There’s been a lot of news of late about financial bailouts – Fannie and Freddie, Lehman Brothers (just announced today), etc. While interesting on their own, these bailouts are particularly interesting in the light of the supposedly neoliberal regime running the show (headed by, as the Daily Show likes to call him, “Still-President Bush”). One of my advisors has a neat, and fairly recent, paper on central banking* and what she calls the “neoliberal dilemma”. Here’s the abstract to get a taste of the paper:

This article explores the implications of the Federal Reserve’s shift to transparency for recent debates about neoliberalism and neoliberal policymaking. I argue that the evolution of US monetary policy represents a specific instance of what I term the “neoliberal dilemma.” In the context of generally deteriorating economic conditions, policymakers are anxious to escape responsibility for economic outcomes, and yet markets require regulation to function in capitalist economies (Polanyi 2001). How policymakers negotiate these contradictory imperatives involves a continual process of institutional innovation in which functions are transferred to markets, but under the close control of the state. Thus, under transparency, Federal Reserve officials discovered innovations in the policy process that enabled “markets to do the Fed’s work for it.” These innovations enlisted market mechanisms, but did not represent a retreat from the state’s active role in managing the economy. [Emphasis added]

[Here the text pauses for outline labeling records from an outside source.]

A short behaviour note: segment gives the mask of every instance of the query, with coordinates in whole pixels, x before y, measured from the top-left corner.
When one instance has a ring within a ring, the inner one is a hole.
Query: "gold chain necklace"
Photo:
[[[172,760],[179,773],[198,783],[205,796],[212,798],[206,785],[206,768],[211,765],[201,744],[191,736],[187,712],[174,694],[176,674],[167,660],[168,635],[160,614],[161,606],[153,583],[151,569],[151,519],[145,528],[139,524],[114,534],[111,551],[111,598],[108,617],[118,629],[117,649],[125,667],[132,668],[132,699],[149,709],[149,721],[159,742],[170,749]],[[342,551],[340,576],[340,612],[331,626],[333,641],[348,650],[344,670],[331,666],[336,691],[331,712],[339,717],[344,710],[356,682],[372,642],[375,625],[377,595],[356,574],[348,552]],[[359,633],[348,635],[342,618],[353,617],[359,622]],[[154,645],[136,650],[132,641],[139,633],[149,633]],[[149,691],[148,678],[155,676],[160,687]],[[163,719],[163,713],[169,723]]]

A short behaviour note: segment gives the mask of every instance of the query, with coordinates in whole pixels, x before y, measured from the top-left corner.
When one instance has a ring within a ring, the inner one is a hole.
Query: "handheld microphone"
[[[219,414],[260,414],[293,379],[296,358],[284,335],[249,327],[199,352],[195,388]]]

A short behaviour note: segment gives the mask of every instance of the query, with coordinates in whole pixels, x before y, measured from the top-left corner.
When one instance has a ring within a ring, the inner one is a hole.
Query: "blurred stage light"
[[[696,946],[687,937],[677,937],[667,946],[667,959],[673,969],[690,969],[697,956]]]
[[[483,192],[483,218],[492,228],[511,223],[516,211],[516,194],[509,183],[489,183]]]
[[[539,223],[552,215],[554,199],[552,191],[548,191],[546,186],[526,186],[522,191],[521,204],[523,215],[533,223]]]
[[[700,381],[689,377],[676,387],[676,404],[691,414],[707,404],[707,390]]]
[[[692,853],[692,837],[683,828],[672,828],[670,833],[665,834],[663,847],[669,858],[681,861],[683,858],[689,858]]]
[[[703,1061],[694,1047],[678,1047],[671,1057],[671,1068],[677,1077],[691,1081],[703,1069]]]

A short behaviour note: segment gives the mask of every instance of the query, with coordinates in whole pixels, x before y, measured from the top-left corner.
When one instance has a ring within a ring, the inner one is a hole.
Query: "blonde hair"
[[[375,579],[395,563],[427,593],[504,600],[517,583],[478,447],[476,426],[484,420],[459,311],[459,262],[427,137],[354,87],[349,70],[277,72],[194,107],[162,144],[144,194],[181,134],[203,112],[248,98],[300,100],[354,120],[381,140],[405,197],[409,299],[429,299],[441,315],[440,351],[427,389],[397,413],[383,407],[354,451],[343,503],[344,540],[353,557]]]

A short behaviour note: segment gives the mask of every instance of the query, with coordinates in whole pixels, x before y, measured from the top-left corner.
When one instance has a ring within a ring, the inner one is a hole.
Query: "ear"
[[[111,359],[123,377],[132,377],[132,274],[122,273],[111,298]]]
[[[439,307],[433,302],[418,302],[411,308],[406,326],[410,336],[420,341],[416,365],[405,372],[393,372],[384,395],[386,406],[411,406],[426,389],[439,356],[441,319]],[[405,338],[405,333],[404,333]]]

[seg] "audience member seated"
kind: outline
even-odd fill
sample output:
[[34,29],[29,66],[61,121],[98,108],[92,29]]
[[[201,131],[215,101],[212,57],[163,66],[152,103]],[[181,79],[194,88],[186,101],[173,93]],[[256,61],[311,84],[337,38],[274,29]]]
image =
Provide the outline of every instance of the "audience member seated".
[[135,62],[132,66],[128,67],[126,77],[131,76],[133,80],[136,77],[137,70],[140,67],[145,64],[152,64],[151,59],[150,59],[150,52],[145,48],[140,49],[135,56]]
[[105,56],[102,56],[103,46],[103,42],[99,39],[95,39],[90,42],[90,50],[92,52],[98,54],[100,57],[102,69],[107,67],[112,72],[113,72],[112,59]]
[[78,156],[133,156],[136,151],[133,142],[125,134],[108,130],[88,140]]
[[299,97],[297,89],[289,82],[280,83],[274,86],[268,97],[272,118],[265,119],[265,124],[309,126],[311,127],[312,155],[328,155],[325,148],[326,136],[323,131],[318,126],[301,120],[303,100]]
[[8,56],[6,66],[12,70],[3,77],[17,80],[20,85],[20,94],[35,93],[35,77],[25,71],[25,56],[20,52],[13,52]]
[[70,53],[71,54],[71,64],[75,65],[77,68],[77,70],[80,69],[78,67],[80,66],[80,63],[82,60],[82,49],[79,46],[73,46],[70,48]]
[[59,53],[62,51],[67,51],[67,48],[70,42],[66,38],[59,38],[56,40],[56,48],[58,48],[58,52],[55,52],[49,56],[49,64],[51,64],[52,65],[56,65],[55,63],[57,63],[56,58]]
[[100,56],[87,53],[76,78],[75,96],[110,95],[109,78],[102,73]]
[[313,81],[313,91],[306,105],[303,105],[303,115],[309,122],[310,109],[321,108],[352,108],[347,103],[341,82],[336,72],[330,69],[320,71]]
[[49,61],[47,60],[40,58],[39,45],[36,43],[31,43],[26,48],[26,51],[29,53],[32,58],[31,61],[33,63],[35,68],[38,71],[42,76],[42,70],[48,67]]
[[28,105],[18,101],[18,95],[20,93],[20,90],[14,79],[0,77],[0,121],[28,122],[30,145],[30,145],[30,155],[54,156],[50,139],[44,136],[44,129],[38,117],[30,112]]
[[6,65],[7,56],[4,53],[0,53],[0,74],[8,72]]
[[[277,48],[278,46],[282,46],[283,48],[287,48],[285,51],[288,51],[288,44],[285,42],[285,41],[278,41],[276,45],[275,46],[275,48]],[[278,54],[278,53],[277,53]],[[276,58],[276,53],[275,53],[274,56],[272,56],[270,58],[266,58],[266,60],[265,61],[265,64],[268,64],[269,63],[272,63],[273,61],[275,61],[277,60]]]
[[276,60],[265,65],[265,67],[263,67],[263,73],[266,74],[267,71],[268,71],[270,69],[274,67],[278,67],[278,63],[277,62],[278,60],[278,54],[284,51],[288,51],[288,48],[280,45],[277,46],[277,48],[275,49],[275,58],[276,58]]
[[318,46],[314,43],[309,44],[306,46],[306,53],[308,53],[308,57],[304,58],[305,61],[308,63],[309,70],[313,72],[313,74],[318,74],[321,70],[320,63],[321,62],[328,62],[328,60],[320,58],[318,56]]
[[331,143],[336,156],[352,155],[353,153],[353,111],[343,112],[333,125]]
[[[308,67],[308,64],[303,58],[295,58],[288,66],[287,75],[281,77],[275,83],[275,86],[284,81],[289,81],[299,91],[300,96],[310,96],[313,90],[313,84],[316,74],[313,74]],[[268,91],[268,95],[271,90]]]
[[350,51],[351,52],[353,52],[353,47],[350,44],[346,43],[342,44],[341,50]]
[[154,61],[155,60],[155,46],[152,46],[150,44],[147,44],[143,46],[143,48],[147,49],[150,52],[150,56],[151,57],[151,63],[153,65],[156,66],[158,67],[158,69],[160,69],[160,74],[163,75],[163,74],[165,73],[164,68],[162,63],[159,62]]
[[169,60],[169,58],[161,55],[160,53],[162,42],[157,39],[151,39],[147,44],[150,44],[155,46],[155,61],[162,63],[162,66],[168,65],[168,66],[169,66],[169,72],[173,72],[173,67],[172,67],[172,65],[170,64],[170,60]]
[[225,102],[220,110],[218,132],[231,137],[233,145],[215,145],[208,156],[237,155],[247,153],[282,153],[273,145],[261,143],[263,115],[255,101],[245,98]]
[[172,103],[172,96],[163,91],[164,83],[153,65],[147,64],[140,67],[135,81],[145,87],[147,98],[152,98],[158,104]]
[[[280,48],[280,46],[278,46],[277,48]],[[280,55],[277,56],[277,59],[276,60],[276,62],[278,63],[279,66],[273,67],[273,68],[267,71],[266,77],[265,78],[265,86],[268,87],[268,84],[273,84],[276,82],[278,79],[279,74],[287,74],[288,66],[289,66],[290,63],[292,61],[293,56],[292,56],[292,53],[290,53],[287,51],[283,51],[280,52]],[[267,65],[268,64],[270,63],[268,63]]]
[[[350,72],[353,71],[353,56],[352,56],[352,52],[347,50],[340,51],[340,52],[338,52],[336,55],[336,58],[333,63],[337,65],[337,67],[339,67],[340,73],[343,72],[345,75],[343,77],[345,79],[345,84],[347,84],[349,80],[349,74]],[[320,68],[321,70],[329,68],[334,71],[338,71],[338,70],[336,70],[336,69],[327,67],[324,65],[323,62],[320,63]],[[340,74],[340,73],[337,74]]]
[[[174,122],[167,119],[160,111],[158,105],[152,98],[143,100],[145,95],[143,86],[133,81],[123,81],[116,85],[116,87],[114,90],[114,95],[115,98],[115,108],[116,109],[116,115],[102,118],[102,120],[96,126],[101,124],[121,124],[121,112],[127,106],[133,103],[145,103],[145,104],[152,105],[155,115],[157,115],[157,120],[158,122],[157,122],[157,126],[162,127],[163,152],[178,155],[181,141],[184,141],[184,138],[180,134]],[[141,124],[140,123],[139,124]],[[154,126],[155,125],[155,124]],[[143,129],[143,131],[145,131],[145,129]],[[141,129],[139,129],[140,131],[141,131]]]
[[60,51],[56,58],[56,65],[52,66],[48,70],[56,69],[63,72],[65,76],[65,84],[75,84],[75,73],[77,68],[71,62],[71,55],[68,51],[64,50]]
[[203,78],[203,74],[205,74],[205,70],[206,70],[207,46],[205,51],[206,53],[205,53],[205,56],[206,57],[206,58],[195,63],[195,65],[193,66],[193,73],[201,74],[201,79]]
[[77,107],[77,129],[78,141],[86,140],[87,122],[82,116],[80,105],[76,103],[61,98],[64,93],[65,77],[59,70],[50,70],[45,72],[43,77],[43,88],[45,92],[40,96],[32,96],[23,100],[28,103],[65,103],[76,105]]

I think the recent bailouts are an excellent follow-up to this line of thinking, but also demonstrate the limits of the ability of the state to maintain the neoliberal illusion that state, society and market are separate. In the case of Bear Stearns, and presumably soon with Lehman Brothers, the government performed a half-market bailout – letting one company buy another to salvage the system, but providing funds and guarantees to make the buyout possible.

On the other hand, Fannie and Freddie already stretched the plausibility of the neoliberal model, with their implicit state-backed mortgages. Sarah Quinn, of UC Berkeley, had a really interesting presentation at ASA about the history of Fannie and Freddie, and how the federal government managed to create a market for mortgages where previously there was almost none by creating this huge, at the time public institutions. Then, during the Vietnam war, Fannie and Freddie were privatized (in part), to hide some of the war costs (as the government books did not take into account lost revenue from Fannie and Freddie’s profitable mortgage business, but simply marked the whole sale down as profit). Now, 40ish years later, Fannie and Freddie faced failure, and the government had to step back in officially. The tactics Greta discusses in her paper – of, say, the fed declaring it’s going to do something and then the market making it true without the fed having to bother to actually take action – failed here. Paulson asked Congress for the authority to bailout Freddie and Fannie, assuming that simply having that authority would prevent the need to use it. This time, of course, that did not work, and the neoliberal state was forced to intervene very directly in the market it had established and then, as if a jewel thief, carefully wiped its fingerprints from.

* The paper also contains an excellent, brief description of what it is that central banks actually do. I was blown away by how much can be explained in just a few pages, and it made me hopeful for future work I want to do that requires readers to understand Free and Open Source Software (FOSS). If Greta can explain the basics of central banking in 10 pages or less, I should be able to do so for FOSS without problem.